From November 2002 through January 2003, the Company sold 18,020 shares of its
Series A Preferred Stock (the "preferred stock"). A question arose as to the
propriety of the Company's reliance upon a section of the Securities Act of 1933
that the preferred stock was exempt from registration. The potential consequence
of the shares not being subject to the exemption created a right of rescission
for each investor amounting to the total of their investment. As of October 31,
2003 all the preferred shareholders had exercised their right to convert their
preferred shares into common shares. It is possible that their right of
rescission may survive the conversion. However, no provision for this
contingency has been made in the accompanying financial statements.

Litigation

In September 2003, the Company filed a complaint in California Superior Court
against two former officers of the Company and a related company (the
"defendants"), alleging fraud, deceit, conspiracy, breach of contract and
seeking rescission of agreements made in April and August 2002 and the return of
the cancelled stock certificates representing 1,000,000 cancelled shares of the
Company's common stock. In a preliminary ruling, the court ordered that the
disputed stock certificates be held at two brokerage firms until the matter is
resolved. The parties are working on a stipulation to deposit the disputed share
certificates with the court pending the final resolution of the matter. If the
Company prevails in this action, the stock will be considered cancelled. Until
the court resolves this matter, the shares are included in common shares
outstanding although the Company's position is that the stock has been validly
cancelled. The Company believed that if they brought suit against the
defendants, a cross-complaint would be filed in retaliation. The defendants have
filed an amended cross complaint alleging conversion, breach of duty to transfer
securities, breach of contract, defamation, and unfair business practices.

The Company intends to vigorously prosecute its complaint and defend the
cross-complaint. In the event of an unfavorable outcome of the defense against
the cross-complaint, the award of damages to defendants could be material. The
Company does not have director and officer insurance or some other form of
insurance covering the period that gave rise to these events. The Company

                                       12


believes that the merits of its case are substantial and that the Company will
prevail in the matter. If the Company prevails in the pending litigation, there
is the potential of a contingent gain of an amount not to exceed $10,000

7.       Subsequent Events

In October 2003, the Company authorized through a private placement the sale of
2,000,000 equity units for $1.50 per unit. Each unit consists of one share of
common stock and one warrant to purchase a share of common stock for $.50, with
an exercise period that expires six months after the unit is purchased. As of
March 10, 2004 the Company has sold 242,794 units for a total of $364,191. In
addition, shareholders have exercised 187,794 warrants for a total of $93,897.
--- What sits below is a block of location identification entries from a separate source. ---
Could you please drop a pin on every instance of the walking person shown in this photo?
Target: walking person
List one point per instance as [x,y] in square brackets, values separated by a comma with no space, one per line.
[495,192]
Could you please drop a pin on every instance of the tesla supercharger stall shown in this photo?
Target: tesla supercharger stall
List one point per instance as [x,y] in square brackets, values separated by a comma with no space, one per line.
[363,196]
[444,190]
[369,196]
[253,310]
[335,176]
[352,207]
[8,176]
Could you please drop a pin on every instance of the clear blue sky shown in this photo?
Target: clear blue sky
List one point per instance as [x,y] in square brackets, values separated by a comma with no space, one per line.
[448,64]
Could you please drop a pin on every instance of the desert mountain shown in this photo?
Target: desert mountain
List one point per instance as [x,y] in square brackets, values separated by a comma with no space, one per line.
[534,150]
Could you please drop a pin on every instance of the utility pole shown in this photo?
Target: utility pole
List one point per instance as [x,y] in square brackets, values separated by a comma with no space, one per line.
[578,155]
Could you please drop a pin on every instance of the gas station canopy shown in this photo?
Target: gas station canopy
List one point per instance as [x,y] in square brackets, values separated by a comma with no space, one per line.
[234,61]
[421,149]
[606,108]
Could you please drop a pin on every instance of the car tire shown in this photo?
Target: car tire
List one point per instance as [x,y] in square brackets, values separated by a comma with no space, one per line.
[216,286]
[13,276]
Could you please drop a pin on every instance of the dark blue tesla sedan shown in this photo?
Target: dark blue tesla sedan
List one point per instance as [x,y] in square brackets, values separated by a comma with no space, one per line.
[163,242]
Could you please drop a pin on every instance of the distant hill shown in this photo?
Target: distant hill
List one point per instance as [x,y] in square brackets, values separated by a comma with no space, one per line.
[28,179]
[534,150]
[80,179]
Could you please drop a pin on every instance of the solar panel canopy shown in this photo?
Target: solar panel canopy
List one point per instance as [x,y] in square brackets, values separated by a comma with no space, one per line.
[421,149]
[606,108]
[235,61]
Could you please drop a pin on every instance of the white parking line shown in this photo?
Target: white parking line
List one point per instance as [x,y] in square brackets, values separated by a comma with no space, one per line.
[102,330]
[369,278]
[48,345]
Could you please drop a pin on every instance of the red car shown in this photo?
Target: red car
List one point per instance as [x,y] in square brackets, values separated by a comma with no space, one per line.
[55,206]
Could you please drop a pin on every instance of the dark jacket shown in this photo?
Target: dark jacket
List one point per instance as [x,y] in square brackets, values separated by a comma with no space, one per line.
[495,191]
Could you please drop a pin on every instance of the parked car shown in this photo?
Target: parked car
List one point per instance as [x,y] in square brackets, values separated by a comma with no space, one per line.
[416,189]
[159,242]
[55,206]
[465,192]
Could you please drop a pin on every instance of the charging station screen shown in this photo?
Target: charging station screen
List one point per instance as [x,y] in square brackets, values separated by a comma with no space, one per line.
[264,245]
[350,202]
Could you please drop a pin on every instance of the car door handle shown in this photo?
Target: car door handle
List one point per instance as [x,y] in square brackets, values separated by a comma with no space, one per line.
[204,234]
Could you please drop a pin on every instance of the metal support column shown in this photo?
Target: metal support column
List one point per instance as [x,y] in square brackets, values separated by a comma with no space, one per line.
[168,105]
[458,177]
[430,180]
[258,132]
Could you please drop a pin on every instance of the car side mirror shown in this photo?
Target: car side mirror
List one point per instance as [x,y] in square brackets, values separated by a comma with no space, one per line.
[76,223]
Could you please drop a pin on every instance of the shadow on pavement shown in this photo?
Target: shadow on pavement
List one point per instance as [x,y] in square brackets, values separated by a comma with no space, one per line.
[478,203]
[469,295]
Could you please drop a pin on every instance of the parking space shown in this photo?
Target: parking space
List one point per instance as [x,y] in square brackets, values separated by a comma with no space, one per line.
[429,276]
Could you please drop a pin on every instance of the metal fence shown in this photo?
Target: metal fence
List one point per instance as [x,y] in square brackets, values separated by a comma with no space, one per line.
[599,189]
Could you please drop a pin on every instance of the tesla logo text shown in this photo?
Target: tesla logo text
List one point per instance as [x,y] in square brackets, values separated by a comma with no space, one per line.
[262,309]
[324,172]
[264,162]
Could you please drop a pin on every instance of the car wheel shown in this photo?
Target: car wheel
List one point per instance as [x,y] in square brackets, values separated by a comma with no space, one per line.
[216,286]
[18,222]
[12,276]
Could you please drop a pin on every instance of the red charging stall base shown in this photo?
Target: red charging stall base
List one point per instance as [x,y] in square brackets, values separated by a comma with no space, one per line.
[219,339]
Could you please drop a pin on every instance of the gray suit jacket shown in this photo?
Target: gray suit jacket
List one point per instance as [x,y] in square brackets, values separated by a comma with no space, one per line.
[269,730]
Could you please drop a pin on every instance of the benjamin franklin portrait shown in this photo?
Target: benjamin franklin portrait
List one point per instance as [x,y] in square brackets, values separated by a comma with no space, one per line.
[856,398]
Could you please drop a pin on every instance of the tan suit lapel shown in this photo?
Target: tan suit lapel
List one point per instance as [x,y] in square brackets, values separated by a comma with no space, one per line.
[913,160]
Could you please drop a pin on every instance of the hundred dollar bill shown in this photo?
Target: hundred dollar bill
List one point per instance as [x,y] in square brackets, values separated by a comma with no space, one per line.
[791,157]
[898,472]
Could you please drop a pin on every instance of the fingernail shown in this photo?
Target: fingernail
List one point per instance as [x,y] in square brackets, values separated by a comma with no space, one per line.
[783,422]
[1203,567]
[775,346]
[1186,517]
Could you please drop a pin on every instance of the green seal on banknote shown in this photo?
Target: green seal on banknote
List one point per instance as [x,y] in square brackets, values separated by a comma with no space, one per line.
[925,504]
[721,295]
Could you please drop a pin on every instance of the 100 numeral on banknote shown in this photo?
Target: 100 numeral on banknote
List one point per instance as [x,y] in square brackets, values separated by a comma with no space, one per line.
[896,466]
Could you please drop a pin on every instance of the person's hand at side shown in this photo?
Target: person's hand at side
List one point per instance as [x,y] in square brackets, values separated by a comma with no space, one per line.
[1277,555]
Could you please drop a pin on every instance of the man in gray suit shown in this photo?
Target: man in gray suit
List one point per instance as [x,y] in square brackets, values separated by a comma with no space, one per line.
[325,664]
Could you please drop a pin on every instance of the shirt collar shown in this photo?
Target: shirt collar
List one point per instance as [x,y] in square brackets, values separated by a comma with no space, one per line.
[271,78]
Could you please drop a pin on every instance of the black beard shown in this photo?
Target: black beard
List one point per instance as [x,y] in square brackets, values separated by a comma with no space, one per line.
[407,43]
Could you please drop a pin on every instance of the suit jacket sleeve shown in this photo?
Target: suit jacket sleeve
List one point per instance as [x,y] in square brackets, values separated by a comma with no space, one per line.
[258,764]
On March 1, 2004 the Company moved its corporate headquarters to Scottsdale,
Arizona. The Company signed a three-year lease calling for monthly payments of
$4,963.13 beginning March 1, 2004.

- --------------------------------------------------------------------------------

ITEM  2.   PLAN OF OPERATION.

Development of the Company

Company Background
We were founded in January 2001 to provide vulnerability assessments and
emergency communications systems to schools and government facilities. Our goal
was to improve public safety emergency communications and allow seamless
communication between police, fire and emergency medical personnel responding to
an emergency at a school or other government facility. Unfortunately, prior to
the events of the last two years, there were limited funds available in school
budgets for emergency communications systems.
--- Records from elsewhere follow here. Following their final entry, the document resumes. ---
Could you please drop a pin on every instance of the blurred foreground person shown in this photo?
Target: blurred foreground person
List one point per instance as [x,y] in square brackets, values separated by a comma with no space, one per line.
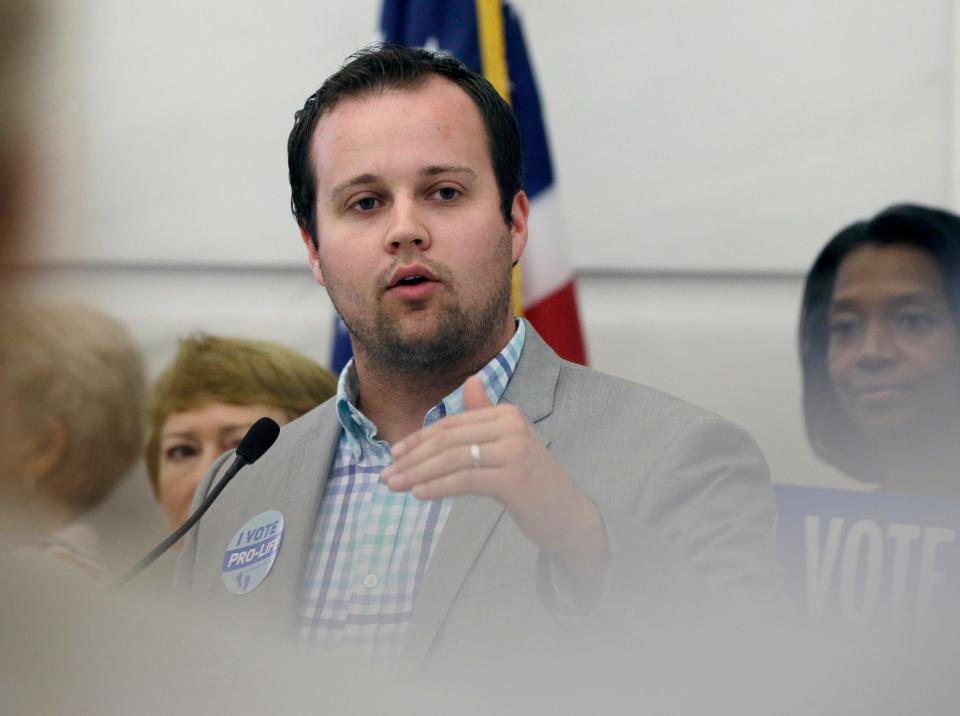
[206,399]
[72,384]
[880,349]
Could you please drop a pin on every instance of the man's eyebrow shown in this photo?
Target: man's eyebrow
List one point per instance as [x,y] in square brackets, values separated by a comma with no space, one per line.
[355,181]
[843,304]
[901,299]
[435,169]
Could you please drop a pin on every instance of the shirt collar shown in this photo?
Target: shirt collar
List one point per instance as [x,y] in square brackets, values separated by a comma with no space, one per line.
[359,430]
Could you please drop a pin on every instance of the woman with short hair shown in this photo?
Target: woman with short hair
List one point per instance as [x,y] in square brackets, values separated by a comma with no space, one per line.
[206,399]
[880,350]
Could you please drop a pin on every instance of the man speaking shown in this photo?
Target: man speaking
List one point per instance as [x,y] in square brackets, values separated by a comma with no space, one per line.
[465,483]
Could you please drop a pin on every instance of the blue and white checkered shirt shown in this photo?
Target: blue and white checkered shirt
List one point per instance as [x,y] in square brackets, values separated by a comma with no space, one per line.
[371,545]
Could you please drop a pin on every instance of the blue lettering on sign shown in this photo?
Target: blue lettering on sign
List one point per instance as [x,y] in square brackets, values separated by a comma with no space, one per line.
[249,555]
[251,552]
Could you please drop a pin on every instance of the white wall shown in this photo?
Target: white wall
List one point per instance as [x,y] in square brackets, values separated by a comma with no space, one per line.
[704,151]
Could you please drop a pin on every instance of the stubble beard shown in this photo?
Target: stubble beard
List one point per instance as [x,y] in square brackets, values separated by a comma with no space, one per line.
[462,341]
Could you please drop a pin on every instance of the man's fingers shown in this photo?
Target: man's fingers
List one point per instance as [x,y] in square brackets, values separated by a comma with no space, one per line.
[473,481]
[441,442]
[452,422]
[455,459]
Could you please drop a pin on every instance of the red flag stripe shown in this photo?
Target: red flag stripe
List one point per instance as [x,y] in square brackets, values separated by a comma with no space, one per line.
[557,319]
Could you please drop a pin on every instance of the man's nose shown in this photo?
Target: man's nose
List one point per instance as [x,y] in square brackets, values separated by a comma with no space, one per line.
[407,229]
[878,350]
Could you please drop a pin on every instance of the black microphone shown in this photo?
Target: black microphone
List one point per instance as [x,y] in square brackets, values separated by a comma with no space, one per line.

Most major public safety incidents, whether arising from terrorism or more
common threats such as fires, take place at large buildings. Preparing for those
threats is as much a part of homeland security as preparing to respond to
terrorism. Public safety officials and facilities managers have now recognized
that the ability of first responders to access information and communicate as
soon as they arrive at an emergency site is vital. Fires, earthquakes, major
electrical power interruptions, floods, blizzards, tornados, and other natural
disasters can disrupt emergency life safety and communications systems and
interfere with the ability of first responders to protect lives and property.
Our SafetyNet(TM) products and technologies can be used to provide first
responders with immediate on-site access to information. In addition to working
with public safety agencies and the military, we are actively pursuing the
emerging market for wireless commercial life safety communications systems.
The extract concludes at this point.